Space. It’s pretty big, you know. For aeons, man has gazed into the stars and wondered, aghast at the sheer scale of it all. The most ancient civilisations on Earth pondered the many questions that still plague us today: is there life out there? Are we about to be struck by a comet/enslaved by aliens/plunged into a black hole? We kind of need to know.

It’s this thirst for knowledge that drives us as a species. Man has always strived to better himself, to know everything that can be known, and then learn how to know the rest. It is, in a nutshell, what separates us from the animal kingdom. From the deepest questions of the universe to the fat content of that kebab scoffed at 2am, we want answers.

Which is why Obama’s new budget proposals are such a tragedy. Yes, he put forward many well-thought-out ideas on how to reinvigorate the ailing US economy and create jobs, but ultimately, it came at the expense of space exploration. Obama cancelled the ‘Constellation’ program, which aimed to return man to the moon by 2020, in order to trim a few pennies for essentials like jobs, public funds and blowing up other countries (note: that last one may not be true).

Yes, the Constellation program has already cost a staggering $9 billion which America can ill-afford, and no doubt the cash freed up will help ease the pressure on a nation choking on its own debts. Obama is in a difficult position. It can’t be easy to juggle so many key spending areas in times of recession. But the space programs are not just fat to be trimmed, they are as intrinsic to America as a nation as they are to the development of our species.

Imagine if someone told Stephenson: very sorry, but your revolutionary new railway network which will connect the whole country in a way previously unimaginable is a bit pricey.

These are milestone developments in the course of human history, and as a species we need to keep pushing new boundaries of exploration and knowledge, for that has long been what has defined us. Now, we are in danger of becoming obsessive bean-counting, fat-cat fools. Nothing is about discovery or scientific advancement any more; it’s all to do with the bottom line. Giant conglomerates issue profit warnings if their takings are a few pence short of the billions they thought they’d snatched. Concorde was canned because the seat sales would flat-line after its crash – never mind that it was a glorious aeronautical achievement.

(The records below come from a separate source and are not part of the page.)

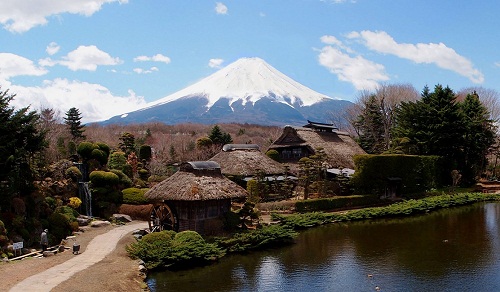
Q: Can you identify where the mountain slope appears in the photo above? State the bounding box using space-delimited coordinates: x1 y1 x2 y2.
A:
103 58 350 125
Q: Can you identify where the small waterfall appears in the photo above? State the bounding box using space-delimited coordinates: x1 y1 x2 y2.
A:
80 182 92 217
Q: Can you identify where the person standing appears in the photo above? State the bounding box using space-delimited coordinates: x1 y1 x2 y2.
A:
40 229 49 251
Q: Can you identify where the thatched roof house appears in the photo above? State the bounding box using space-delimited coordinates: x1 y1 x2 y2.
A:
144 161 248 234
210 144 285 179
269 121 366 169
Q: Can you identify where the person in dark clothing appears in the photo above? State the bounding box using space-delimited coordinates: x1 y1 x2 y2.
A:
40 229 49 251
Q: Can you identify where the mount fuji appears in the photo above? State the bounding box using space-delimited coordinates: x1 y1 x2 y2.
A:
101 58 351 126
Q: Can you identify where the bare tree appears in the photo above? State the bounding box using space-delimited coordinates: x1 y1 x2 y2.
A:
457 87 500 123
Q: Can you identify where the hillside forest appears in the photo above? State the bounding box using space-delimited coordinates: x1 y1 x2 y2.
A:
0 84 500 257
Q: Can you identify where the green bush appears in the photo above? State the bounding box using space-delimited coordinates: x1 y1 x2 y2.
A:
271 193 500 229
110 169 133 188
122 188 149 205
266 149 281 162
351 155 443 195
76 141 97 160
64 166 82 181
89 170 120 187
95 142 110 156
90 149 108 165
126 231 224 269
216 225 297 253
295 196 382 213
139 145 152 161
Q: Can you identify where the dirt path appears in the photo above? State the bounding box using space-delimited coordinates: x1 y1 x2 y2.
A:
10 222 147 292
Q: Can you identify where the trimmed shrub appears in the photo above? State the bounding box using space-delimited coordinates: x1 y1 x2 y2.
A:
89 170 120 187
351 155 442 195
295 196 382 213
266 149 281 162
139 145 152 161
126 231 224 269
122 188 149 205
76 141 97 160
90 149 108 165
110 169 133 188
64 166 82 181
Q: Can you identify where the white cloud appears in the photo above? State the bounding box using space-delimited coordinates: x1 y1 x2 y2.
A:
42 46 123 71
0 53 47 80
45 42 61 56
0 0 128 33
133 67 160 74
5 78 146 123
215 2 227 14
134 54 171 64
208 59 224 68
318 46 389 90
348 30 484 83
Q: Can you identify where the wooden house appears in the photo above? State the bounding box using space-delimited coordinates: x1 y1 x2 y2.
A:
269 121 366 169
145 161 248 235
210 144 286 180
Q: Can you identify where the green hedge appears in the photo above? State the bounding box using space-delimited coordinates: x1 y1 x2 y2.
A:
351 155 443 195
272 193 500 229
295 196 381 213
126 230 224 269
89 170 120 187
122 188 149 205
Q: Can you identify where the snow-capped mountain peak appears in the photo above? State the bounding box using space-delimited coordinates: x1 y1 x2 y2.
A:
148 58 333 108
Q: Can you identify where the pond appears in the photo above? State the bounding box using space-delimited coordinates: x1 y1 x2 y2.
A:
147 203 500 292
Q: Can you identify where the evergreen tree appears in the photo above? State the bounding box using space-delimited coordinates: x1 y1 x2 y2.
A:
0 90 46 210
64 107 85 140
355 95 386 154
460 92 495 182
208 125 233 145
118 132 135 155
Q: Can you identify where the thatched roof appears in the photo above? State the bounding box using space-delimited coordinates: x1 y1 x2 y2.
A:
269 126 366 169
210 144 285 176
144 161 248 201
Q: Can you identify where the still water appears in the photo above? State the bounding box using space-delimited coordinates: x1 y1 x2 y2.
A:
148 203 500 292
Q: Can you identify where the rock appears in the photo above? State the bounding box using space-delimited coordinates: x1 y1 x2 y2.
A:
132 229 149 236
76 216 92 226
111 214 132 222
43 250 57 257
90 220 111 227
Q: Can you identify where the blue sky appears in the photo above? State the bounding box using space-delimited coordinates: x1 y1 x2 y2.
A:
0 0 500 122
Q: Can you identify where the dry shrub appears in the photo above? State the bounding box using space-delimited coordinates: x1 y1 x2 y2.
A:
118 204 153 221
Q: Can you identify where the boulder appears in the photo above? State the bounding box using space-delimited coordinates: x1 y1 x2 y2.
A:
111 214 132 222
90 220 111 227
76 216 92 226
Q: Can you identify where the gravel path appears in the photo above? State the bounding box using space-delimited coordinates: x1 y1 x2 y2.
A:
10 222 148 292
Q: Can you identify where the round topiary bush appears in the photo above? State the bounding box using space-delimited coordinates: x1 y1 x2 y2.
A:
64 166 82 181
110 169 133 188
76 141 97 160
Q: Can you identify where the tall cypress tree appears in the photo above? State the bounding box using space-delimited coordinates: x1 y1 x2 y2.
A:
394 85 466 168
64 107 85 140
460 92 495 181
355 95 386 154
0 90 46 210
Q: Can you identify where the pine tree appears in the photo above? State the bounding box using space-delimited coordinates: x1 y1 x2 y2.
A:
356 95 386 154
64 107 85 140
460 92 495 182
208 125 233 145
0 90 46 210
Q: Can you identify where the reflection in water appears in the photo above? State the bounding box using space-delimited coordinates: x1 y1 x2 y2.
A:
148 203 500 291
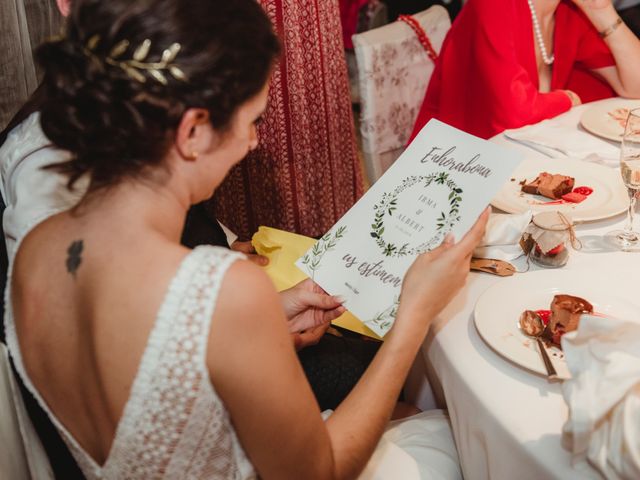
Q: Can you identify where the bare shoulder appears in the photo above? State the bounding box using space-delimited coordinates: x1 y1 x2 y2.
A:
211 260 286 344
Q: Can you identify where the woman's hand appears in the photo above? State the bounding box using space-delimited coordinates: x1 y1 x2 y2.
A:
394 208 489 334
280 278 346 333
291 322 331 352
231 240 269 267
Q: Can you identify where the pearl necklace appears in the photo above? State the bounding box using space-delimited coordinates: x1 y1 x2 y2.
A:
527 0 555 65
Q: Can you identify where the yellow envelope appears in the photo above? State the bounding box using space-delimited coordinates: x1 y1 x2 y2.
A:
251 227 382 340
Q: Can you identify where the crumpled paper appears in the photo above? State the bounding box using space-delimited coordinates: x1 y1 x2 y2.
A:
562 315 640 480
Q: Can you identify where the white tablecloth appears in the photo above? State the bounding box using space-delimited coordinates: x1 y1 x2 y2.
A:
423 98 640 480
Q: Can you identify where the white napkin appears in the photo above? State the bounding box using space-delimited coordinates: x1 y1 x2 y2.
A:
504 118 620 167
473 211 531 262
562 315 640 480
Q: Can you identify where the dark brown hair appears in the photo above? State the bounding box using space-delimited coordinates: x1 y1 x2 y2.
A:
37 0 280 189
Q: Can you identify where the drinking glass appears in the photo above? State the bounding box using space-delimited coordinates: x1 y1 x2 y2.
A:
608 108 640 250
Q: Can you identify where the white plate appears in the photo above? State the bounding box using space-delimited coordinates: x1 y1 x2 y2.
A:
580 99 640 142
491 158 629 222
474 270 640 379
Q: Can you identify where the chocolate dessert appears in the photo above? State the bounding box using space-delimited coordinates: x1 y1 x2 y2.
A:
521 172 575 200
542 295 593 347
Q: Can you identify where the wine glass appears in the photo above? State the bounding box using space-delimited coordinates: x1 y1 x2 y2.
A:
608 108 640 250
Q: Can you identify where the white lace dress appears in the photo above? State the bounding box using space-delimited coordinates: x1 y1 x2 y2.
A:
5 246 256 480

This commercial culture has spread to even the government, an institution supposedly working in the interests of the public, rather than the money in their wallets. Obama plans to privatise the movement of astronauts to and from the space station, saving another few billion for the American administration. Richard Branson will no doubt be laughing – he can double the price of Virgin space flights if you can get an astronaut’s autograph on board.

Sadly, it seems like this is where we are headed. In the future, we’ll only invent with the intent to sell. Cancer is still being researched because whoever finds the real cure can hawk it at some eye-watering mark-up and meet an astronaut on the next tour to the space station. But furthering human knowledge for no benefit other than to learn? Returning man to the moon to set up a base? Sending man to Mars? Unless it’s to build Mcdonalds’ Mars Housing™, forget it.